O general francês Charles De Gaulle (1890-1970), que não convencia mas sabia mandar, tinha esta áspera opinião sobre os colegas de carreira de Amorim: “Diplomatas são úteis apenas sob bom tempo. Assim que chove eles se afogam em cada gota”. O parlamentar inglês Henry Wotton (1568-1639), embora embaixador, era ainda mais cínico: “O diplomata é um cavalheiro honesto enviado ao exterior para mentir pelo bem de seu país”.
Agente da borrasca
Como o cavalheiro honesto que é, Amorim poderia dizer a verdade pelo bem do país começando por um único pedido de desculpas, na condição de ex-ministro das Relações Exteriores, por uma grave truculência cometida por seus polidos pares de diplomacia exatamente no tempo da ditadura: o Centro de Informações do Exterior (CIEx), o serviço secreto criado dentro do Itamaraty, no primeiro governo da ditadura, o do general Castelo Branco.

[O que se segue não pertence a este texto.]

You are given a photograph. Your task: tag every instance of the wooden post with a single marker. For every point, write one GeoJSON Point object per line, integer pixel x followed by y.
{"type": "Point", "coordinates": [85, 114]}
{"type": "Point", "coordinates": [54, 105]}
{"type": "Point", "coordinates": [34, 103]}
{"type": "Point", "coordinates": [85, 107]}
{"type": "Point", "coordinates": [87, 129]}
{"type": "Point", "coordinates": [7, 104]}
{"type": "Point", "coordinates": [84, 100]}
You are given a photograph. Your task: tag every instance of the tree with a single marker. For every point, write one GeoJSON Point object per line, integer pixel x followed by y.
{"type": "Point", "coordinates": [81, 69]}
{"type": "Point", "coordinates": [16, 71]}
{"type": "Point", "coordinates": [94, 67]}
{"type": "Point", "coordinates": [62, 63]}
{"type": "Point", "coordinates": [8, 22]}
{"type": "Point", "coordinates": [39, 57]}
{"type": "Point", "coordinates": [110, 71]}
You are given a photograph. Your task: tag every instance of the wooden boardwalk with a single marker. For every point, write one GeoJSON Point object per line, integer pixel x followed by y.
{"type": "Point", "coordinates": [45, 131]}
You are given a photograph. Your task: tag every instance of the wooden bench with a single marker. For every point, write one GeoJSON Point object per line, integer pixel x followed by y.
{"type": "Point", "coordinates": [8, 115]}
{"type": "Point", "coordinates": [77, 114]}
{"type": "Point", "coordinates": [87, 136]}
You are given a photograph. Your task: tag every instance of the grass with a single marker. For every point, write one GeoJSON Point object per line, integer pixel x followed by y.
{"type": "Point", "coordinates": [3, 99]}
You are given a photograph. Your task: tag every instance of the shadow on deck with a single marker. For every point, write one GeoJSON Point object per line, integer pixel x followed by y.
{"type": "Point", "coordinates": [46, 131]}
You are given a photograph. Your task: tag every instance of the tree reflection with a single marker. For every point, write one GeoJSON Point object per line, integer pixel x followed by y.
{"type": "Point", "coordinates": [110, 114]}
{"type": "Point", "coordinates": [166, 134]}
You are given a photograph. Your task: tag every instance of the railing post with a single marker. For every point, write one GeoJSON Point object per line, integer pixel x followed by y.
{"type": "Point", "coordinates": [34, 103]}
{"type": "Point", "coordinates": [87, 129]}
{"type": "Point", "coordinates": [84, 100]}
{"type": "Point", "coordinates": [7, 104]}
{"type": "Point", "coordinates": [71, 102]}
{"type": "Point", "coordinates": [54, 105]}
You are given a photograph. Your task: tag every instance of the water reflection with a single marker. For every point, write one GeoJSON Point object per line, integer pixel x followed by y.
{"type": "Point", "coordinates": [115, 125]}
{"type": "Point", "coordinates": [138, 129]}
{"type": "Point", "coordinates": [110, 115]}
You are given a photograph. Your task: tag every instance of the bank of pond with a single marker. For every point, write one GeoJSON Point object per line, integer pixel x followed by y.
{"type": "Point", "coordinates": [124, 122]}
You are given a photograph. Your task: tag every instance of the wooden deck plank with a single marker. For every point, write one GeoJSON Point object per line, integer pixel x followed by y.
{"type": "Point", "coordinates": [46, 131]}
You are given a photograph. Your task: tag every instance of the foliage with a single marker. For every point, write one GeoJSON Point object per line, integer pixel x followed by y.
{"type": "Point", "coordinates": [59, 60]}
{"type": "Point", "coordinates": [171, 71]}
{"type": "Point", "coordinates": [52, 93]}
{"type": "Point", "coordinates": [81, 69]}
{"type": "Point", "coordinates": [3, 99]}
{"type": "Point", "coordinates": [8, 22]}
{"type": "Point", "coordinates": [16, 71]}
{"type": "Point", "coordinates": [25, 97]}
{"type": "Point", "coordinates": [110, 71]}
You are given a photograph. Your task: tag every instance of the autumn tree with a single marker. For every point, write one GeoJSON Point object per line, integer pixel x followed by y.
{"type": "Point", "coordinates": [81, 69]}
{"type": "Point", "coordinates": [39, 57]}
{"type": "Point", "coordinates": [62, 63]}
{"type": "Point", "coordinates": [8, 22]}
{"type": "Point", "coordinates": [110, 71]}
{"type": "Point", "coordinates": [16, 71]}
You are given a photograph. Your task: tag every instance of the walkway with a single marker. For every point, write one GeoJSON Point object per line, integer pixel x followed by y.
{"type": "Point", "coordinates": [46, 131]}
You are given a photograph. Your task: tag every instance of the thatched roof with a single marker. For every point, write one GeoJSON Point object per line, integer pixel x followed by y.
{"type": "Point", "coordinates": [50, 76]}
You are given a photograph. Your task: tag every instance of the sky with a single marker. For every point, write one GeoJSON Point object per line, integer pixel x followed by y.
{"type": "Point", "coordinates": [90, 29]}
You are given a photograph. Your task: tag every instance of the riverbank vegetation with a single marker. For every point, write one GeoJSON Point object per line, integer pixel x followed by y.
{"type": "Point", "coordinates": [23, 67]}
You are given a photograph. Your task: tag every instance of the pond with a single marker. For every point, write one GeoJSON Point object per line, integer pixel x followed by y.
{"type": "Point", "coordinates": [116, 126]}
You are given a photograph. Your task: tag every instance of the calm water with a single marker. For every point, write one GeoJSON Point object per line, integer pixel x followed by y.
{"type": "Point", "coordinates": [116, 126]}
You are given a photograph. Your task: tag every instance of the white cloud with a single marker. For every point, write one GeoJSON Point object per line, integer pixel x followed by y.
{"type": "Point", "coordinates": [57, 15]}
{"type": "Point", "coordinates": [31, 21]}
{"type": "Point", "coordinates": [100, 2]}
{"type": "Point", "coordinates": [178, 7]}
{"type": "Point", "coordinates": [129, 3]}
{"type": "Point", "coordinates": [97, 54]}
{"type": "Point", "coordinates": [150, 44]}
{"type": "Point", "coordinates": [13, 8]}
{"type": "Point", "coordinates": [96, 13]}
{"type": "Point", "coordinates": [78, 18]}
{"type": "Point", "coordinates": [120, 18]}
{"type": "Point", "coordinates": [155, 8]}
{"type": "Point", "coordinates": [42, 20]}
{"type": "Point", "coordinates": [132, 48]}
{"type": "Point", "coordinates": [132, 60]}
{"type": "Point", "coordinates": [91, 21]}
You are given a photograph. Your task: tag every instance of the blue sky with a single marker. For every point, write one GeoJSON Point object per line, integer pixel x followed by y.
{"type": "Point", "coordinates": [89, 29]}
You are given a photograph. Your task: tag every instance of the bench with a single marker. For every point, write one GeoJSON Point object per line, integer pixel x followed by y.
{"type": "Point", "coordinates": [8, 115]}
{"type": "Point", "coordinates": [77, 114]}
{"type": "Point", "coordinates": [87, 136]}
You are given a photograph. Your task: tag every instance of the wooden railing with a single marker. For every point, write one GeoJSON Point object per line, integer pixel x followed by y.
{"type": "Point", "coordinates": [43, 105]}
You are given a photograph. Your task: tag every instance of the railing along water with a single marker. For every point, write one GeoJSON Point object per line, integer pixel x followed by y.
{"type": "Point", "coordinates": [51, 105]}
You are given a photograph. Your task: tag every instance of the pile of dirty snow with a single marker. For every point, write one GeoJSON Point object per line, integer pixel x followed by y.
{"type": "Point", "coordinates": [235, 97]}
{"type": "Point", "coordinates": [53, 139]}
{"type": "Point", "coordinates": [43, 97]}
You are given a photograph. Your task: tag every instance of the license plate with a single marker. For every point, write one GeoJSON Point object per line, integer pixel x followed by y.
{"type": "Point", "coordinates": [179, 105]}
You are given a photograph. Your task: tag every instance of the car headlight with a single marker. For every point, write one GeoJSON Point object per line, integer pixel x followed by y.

Foi obra e engenho de um diplomata sempre útil e que sorvia cada gota da borrasca, Manoel Pio Correa Júnior (1918-2013), um anticomunista ferrenho que se notabilizou pela caça aos comunistas na carreira diplomática e pelo combate aos “vagabundos, bêbados e pederastas” que encontrou pelo caminho. Uma de suas vítimas mais notáveis foi o diplomata e compositor Vinícius de Moraes, cassado pelo AI-5. O poetinha brincava com os amigos: “Ei, eu sou o bêbado, viu?”.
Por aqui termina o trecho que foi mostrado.